Vielleicht hat sich Krüger in diesem Moment gedacht: „Schlimmer kann es ja gar nicht kommen.” Er wurde gleich von seiner Mannschaft eines Schlechteren belehrt. Frankfurts erster Eckball landete ebenfalls im Netz, Nikos Liberopoulos nickte problemlos zum 2:0 ein. Kevin Kratz verhinderte seine Abseitsposition.

Fünf Minuten war Krüger da erst „im Amt”. Allerdings hatte er nach drei Minuten schon eine veritable Ausgleichschance beobachtet. Erst Auer und dann Müller köpften am Ziel vorbei. 0:2 lag der Gast zurück, bei einem Bundesligisten, der zudem noch unbesiegt ist. Der Scheck über 454.000 Euro, der für das Erreichen der 3. Runde ausgestellt wird, schien früh zerrissen.

Die Zweitligist, und das war die gute Nachricht, knickte nicht ein. Aachen wehrte sich, drängte die Frankfurter zurück. Und zur Belohnung gab es den Anschluss. Babacar Gueye vollendete nach der ersten Ecke zum 1:2 (23.). Aachen kombinierte, Frankfurt reagierte. Und längst ernteten die Hausherren Pfiffe für ihre vielen Rückpässe.

So ging die Mannschaft der ersten Pausenansprache von Krüger entgegen. Aber wie schon die erste, vertrödelte sie auch die letzte Minute. Chris „zwang” Szukala zu einem Eigentor.

Fast wären die Aachener auch in der nächsten, der 46. Minute bestraft worden. Nur mit etwas Glück entging Olajengbesi dem nächsten Eigentor. Die „Konzentration in den ersten Spielminuten” dürfte schnell auf dem Stundenplan der Profis landen.

Und auch beim Zweikampfverhalten gibt es Ansätze, zum Beispiel bei Benny Auer, der Selim Teber eher ghandihaft attackierte. Und so landete seine Hereingabe wieder bei Liberopoulos, der Grieche vollendete fröhlich zum 4:1 (50.).

Das letzte Fünkchen Hoffnung war schnell verglüht. Der nächste Angriff, der nächste Treffer. Erneut war Aachens linke Abwehrseite die Einflugschneise. Tebers Vorlage vollendete Alexander Meier zum 5:1 (53.). Der Bundesligist durfte ein bisschen in den Zauberkasten greifen, selbst im Aachener Strafraum wurde er kaum gestört.

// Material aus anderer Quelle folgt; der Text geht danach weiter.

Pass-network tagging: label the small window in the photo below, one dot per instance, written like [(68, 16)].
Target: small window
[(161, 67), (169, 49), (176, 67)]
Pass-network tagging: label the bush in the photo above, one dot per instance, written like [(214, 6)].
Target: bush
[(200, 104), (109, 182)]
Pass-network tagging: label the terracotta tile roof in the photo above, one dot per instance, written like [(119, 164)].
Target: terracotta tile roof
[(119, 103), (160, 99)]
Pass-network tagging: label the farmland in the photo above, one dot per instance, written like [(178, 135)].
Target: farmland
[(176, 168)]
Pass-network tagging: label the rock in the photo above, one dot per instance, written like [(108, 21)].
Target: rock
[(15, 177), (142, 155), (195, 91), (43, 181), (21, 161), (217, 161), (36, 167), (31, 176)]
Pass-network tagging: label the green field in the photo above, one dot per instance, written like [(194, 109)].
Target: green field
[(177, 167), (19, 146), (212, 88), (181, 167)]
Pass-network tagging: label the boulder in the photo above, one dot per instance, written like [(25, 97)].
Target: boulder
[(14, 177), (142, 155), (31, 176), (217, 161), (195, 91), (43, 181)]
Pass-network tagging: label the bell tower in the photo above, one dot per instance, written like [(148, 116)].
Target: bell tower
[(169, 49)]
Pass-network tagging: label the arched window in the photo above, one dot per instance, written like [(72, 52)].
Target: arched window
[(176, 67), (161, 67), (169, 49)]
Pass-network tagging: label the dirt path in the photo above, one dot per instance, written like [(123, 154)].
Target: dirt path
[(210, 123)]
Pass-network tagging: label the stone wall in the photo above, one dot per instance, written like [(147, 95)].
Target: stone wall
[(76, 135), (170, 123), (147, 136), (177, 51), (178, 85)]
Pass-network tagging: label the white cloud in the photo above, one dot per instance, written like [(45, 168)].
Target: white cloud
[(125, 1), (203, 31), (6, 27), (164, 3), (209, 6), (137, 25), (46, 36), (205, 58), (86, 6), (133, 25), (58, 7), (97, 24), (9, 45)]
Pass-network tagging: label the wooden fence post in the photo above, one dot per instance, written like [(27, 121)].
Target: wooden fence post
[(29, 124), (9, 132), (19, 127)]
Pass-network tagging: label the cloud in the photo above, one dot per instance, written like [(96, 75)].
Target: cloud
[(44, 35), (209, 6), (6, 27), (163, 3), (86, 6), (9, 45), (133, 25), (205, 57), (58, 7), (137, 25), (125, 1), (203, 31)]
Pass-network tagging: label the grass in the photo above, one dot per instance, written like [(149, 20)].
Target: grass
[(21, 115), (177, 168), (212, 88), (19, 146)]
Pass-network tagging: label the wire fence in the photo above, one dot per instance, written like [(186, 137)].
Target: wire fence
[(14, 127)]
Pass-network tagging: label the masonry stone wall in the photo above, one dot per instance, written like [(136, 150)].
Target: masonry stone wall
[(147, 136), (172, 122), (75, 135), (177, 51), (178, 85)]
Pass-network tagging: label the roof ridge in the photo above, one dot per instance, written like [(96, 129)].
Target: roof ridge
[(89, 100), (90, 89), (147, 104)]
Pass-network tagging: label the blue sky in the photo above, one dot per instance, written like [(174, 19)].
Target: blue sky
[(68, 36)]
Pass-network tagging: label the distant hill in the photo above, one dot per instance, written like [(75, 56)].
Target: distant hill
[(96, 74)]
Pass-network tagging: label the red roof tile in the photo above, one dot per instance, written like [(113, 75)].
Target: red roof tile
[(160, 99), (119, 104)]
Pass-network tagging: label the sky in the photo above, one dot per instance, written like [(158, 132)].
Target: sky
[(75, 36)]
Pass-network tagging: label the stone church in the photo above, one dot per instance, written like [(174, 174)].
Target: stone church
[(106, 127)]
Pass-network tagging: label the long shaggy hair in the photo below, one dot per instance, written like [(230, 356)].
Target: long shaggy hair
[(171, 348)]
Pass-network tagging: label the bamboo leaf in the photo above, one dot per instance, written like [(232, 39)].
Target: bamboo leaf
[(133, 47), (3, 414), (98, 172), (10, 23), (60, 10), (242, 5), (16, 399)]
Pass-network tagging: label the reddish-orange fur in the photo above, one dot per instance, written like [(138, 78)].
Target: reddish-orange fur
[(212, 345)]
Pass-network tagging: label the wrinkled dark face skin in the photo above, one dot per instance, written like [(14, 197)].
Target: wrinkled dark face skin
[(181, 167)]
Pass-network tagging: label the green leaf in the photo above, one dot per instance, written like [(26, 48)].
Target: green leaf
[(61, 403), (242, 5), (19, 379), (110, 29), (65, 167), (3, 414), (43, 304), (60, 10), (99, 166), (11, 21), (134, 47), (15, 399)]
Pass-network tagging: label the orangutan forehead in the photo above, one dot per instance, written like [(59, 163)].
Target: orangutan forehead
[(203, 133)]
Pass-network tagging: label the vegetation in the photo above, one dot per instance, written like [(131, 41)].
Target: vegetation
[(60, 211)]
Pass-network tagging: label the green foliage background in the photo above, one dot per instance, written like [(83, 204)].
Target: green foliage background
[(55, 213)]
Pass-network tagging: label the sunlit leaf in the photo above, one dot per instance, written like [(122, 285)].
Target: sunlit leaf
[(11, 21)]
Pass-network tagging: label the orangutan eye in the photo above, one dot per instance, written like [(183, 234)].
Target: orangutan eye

Krüger stellte auf eine Dreier-Kette um. Und dann beobachtete der Trainer, wie sein Team auch in aussichtsloser Lage nicht resignierte. Benny Auer per Doppelpack verkürzte (65./72.) zum 3:5.

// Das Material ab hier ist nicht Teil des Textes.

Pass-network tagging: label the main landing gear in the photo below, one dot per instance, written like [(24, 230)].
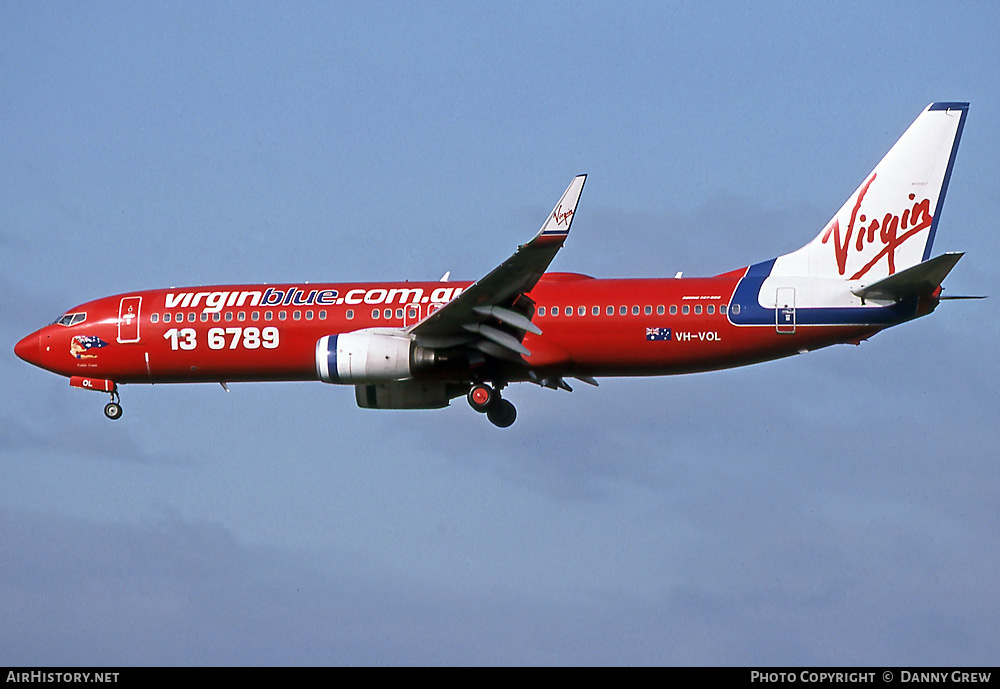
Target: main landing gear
[(486, 399), (113, 409)]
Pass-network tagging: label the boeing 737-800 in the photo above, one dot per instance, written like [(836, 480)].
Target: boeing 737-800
[(418, 345)]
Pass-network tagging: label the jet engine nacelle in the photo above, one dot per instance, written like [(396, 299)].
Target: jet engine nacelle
[(407, 394), (372, 355)]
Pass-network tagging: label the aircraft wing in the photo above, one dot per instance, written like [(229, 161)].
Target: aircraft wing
[(470, 317)]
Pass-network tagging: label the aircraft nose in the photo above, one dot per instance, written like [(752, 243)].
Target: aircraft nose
[(29, 348)]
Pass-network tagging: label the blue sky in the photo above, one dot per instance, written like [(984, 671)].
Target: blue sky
[(835, 508)]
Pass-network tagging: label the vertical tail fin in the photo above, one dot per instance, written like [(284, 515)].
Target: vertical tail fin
[(888, 223)]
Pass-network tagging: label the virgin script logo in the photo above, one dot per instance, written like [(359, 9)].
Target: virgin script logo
[(562, 217), (889, 232)]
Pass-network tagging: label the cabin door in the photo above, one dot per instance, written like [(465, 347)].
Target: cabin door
[(784, 310), (128, 319)]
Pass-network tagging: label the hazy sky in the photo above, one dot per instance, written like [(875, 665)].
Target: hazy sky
[(835, 508)]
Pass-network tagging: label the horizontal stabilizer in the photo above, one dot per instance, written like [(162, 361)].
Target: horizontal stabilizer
[(920, 280)]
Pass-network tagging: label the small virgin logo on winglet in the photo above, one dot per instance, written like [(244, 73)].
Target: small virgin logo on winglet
[(562, 217)]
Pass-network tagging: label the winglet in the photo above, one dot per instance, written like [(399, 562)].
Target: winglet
[(561, 217)]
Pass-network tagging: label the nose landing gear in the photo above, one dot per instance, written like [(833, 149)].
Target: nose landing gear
[(486, 399), (113, 409)]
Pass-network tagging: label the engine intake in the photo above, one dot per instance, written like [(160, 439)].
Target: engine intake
[(373, 355)]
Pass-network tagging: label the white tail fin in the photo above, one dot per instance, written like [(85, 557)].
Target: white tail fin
[(888, 224)]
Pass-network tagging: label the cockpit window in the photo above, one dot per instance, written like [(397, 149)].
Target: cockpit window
[(72, 319)]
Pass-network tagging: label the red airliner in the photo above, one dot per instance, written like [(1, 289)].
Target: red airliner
[(418, 345)]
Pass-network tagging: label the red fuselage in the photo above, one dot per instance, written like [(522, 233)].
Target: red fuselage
[(591, 327)]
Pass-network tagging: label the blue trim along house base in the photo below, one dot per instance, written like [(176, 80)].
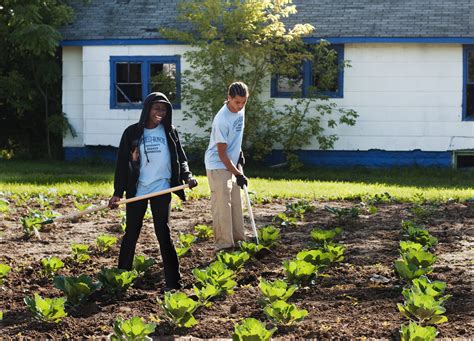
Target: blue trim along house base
[(327, 158), (369, 158)]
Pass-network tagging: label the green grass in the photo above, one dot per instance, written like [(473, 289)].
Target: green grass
[(327, 183)]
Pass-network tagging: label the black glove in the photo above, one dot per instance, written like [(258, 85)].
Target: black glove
[(241, 180), (241, 159), (192, 182)]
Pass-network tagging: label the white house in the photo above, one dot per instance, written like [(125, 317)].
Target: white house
[(411, 80)]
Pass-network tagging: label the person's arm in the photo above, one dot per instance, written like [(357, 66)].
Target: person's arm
[(222, 151)]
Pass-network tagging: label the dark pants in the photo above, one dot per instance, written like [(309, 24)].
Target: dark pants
[(160, 208)]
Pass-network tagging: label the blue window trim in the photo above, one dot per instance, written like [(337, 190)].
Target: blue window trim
[(145, 72), (466, 50), (307, 70)]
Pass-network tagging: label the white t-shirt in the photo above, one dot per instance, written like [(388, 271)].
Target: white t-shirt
[(155, 172), (228, 128)]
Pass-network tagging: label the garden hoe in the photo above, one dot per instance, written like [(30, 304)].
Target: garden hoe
[(249, 208), (121, 202)]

Aachen drängte, nach langer Zeit tauchte noch einmal Gueye auf, verkürzte auf 4:5. Im Gegenzug verwandelte Teber einen Elfmeter (Stuckmann an Schwegler) zum 6:4. Aachen schießt vier Tore bei einem Bundesligisten, aber das reichte dem Krüger-Team nicht für eine Pokal-Überraschung.